Hence the “new” music. Half of it I’ve heard of or heard snippets and wanted to connect with the rest. I figured it was about time to get into Kishi Bashi‘s discography, since the new album is so, so good. Turns out the back catalogue is too. Upbeat and whimsical. It seems to ooze joy like a musical jelly donut, overflowing with goodness. The associations with of Montreal should’ve been enough to pull me in years ago (and to be honest, friends tried). Never too late (though I just missed his Toronto gig. I’ll know for next time). I finally picked up Venetian Snares‘ incomprehensibly titled Rossz csillag alatt született. Poignant classical strings interspersed with brutal breakcore. The music is affecting and compelling, the unpredictable juxtaposition sometimes causing breaths to catch in my throat. I can only imagine how great it would be live, if you didn’t have to wade through his prodigious (and at times inaccessible) back catalogue. Lastly, Infected Mushroom. Imminently danceable, magnetic and enticing. These guys have been around for way too long for me not to have consumed their work. I’ll sup it like a fine wine. Aw hell, everyone knows I gulp my wine, might as well follow suit with this pallet of new music. There’s variety like any good palette, let’s hope it’s palatable.

Aaand the puns resurface.
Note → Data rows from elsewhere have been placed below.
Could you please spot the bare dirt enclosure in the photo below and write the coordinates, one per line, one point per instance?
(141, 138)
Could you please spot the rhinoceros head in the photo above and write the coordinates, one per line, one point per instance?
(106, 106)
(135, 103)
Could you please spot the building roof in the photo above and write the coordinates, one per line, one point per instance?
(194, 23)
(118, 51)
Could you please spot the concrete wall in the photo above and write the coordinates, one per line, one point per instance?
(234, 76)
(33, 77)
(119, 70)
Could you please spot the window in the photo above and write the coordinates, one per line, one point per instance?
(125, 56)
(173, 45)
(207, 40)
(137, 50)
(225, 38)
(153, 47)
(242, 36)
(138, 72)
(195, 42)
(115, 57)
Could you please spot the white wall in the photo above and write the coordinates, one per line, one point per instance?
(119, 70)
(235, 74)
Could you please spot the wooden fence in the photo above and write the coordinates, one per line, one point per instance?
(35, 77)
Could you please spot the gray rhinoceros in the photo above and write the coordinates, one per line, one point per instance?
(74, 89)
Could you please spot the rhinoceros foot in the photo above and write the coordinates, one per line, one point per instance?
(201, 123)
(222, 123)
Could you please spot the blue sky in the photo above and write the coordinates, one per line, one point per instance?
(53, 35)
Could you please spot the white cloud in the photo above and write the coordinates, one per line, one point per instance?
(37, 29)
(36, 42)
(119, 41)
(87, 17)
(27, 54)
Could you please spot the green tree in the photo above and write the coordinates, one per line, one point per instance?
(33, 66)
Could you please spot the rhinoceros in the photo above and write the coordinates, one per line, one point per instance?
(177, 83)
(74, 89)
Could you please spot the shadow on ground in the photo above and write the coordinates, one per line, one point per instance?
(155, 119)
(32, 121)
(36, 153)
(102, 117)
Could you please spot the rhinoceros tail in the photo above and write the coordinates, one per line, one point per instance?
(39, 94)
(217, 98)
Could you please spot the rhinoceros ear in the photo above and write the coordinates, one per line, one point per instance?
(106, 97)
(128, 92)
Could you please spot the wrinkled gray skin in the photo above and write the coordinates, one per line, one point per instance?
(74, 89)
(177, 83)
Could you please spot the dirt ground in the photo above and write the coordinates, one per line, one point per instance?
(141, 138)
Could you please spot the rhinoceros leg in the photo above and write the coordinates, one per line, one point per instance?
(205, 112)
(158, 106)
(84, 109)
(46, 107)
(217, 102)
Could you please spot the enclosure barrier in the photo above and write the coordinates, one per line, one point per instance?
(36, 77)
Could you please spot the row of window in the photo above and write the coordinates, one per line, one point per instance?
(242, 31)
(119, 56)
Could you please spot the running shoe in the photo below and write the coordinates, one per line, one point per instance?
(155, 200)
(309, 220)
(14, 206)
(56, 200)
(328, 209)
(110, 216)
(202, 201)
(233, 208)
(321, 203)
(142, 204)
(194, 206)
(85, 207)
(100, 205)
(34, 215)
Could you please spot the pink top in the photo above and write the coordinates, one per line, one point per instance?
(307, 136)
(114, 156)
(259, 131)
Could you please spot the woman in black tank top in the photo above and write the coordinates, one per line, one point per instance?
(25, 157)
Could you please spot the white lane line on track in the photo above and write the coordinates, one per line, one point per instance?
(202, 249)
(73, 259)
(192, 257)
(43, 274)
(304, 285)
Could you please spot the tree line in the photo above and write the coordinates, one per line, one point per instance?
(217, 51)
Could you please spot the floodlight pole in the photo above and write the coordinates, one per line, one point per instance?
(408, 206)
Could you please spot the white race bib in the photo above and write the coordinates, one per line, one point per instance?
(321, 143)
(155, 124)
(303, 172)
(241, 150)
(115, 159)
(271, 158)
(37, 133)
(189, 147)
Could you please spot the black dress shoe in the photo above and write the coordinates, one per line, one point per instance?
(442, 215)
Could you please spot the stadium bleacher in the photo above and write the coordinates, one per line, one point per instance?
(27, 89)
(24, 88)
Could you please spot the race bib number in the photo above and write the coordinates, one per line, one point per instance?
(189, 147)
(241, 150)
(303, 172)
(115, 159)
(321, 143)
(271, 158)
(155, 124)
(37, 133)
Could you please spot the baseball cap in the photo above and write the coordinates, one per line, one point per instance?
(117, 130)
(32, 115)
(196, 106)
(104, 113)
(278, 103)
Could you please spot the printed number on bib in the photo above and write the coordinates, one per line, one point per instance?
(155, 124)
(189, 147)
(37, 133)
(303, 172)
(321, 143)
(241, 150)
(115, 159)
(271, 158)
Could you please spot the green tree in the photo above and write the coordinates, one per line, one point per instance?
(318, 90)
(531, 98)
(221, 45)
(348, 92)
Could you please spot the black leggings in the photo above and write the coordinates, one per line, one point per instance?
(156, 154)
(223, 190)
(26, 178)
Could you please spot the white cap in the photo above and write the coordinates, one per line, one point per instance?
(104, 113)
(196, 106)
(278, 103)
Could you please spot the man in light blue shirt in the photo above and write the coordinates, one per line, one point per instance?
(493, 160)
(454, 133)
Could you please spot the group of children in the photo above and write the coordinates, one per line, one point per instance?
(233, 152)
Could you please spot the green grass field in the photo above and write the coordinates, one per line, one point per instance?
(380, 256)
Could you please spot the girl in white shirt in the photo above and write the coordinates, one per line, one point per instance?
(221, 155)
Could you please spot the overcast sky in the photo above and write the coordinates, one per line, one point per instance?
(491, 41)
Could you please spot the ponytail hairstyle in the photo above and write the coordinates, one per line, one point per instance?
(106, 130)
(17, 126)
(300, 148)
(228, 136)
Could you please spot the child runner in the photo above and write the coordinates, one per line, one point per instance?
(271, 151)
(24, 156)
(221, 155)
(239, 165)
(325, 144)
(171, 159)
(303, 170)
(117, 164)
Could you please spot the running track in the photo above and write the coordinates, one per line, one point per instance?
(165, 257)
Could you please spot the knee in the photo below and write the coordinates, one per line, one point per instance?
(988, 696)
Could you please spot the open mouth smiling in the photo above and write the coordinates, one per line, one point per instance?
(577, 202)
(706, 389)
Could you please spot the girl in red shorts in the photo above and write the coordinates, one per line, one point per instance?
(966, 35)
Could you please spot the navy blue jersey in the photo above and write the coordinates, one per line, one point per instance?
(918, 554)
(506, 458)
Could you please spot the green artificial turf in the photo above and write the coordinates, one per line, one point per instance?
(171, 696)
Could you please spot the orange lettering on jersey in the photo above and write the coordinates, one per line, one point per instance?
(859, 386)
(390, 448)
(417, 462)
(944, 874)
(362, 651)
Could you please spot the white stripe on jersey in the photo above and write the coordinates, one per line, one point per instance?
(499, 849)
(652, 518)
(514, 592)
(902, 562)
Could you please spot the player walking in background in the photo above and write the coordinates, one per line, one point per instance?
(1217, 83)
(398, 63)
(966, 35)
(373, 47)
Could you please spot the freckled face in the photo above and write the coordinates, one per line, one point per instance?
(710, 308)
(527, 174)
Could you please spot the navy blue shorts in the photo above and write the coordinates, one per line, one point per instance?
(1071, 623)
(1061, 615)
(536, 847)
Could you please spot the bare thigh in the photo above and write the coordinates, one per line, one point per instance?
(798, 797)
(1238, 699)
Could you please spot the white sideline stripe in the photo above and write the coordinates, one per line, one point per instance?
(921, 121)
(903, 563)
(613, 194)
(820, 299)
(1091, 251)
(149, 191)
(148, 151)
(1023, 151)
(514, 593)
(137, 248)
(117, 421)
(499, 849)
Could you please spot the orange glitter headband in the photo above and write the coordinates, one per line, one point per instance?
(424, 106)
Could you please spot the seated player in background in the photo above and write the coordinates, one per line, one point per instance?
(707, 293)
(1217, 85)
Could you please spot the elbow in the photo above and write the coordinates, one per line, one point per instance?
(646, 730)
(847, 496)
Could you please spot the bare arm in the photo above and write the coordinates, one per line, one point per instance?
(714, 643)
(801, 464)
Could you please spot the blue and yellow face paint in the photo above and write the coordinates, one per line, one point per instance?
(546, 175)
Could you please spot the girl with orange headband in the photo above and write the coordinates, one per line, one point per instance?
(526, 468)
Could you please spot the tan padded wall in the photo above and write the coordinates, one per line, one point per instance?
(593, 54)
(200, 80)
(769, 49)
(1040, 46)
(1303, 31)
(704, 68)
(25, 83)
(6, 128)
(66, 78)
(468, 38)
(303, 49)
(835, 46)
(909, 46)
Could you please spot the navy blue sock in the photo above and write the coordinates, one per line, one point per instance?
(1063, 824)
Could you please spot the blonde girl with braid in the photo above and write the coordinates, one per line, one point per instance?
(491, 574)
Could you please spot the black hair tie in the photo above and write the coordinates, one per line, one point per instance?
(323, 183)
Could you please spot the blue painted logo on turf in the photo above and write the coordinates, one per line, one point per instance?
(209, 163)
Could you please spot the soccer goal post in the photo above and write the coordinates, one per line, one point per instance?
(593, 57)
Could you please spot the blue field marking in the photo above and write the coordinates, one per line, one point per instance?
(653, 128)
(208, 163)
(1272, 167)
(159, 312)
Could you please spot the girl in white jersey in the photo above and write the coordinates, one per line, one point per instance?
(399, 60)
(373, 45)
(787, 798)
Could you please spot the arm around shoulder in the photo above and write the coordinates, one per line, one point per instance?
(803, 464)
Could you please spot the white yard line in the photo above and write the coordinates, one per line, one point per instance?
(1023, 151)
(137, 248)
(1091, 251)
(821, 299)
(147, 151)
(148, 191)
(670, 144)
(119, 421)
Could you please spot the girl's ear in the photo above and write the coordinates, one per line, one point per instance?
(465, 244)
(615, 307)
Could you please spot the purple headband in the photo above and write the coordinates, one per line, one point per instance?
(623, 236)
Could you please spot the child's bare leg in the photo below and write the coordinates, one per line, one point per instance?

Are we really sure I’m sober here?

Cue next week, when I try to scribe the story of the pokérap.

I don’t know what possessed me to write a rap about one of New Zealand’s most iconic children’s books, but something did. If I get bored maybe I’ll try to record it. It’s kind of tricky syllabically.

Out of the gate and off for a walk
Strode a badass dog that didn’t give a fuck
Furry little terrier, you best be wary
Goes by Hairy Maclary from Donaldson’s Dairy

Assembling his posse, from down on the street
A down dirty gang lookin’ for bitches in heat
Six canines with twelve sets of paws
Rows of sharp teeth on six fierce jaws

First a mastiff, a rough ‘n’ tumble soul
A massive hound, larger than a foal
You’d pay him respect as a matter of course
It’s Hercules Morse, as big as a horse

Next dog wasn’t loko, but sorta crazy
You step with him you’ll be dead like Swayze
One wild dalmatian who calls the shots
Name of Bottemley Potts covered in spots

A sheepdog stacked like pile of wool
If you think he’s soft then I pity you fool
You cross his path? You best walk away
Watch out for Muffin McLay like a bundle of hay

Now the next in the crew was a special kind’a mean
Some say scrawny, hell I’d say lean
A crafty little whippet, eyes all stony
That’s Blitzer Maloney all skinny and bony

Last up a German mutt with no sense of morality
The only thing lower than his centre of gravity
The brains of the group, bitches under his thumb
Holla Schnitzel von Krumm with his very low tum

Suffice to say their disposition ain’t sunny
They’d give the Killa Beez a run for their honey
Posse roaming the streets, lookin’ for tail
Six hound dogs, strappin’ young males

Sniffin’ around for a bit of rough-housin’
Knockin’ over trash, feasting, carousin’
Whatever it was, each pup had a niche
Like a mongrel gone feral, desires unleashed

This went on for hours in the dead of the night
Until out of the shadows stepped a terrible sight
This pussy had talons and a roar like a lion
Even look at him wrong and you come away cryin’

A black hearted cat some called Kitty Soze
Would they tussle with him? No way hosay!
They had to back up, they had to step down
Don’t mess with Scarface Claw, the toughest tom in town

Six against one? Those odds weren’t right
Not when their bark was worse than their bite
Their confidence cracked like a basket of eggs
They scattered at once, tails between legs

Yowling, howling with a wail and a cry
None of these pooches wanted to die
And Hairy Maclary, the pup who led
Ran those little legs, straight back home to bed.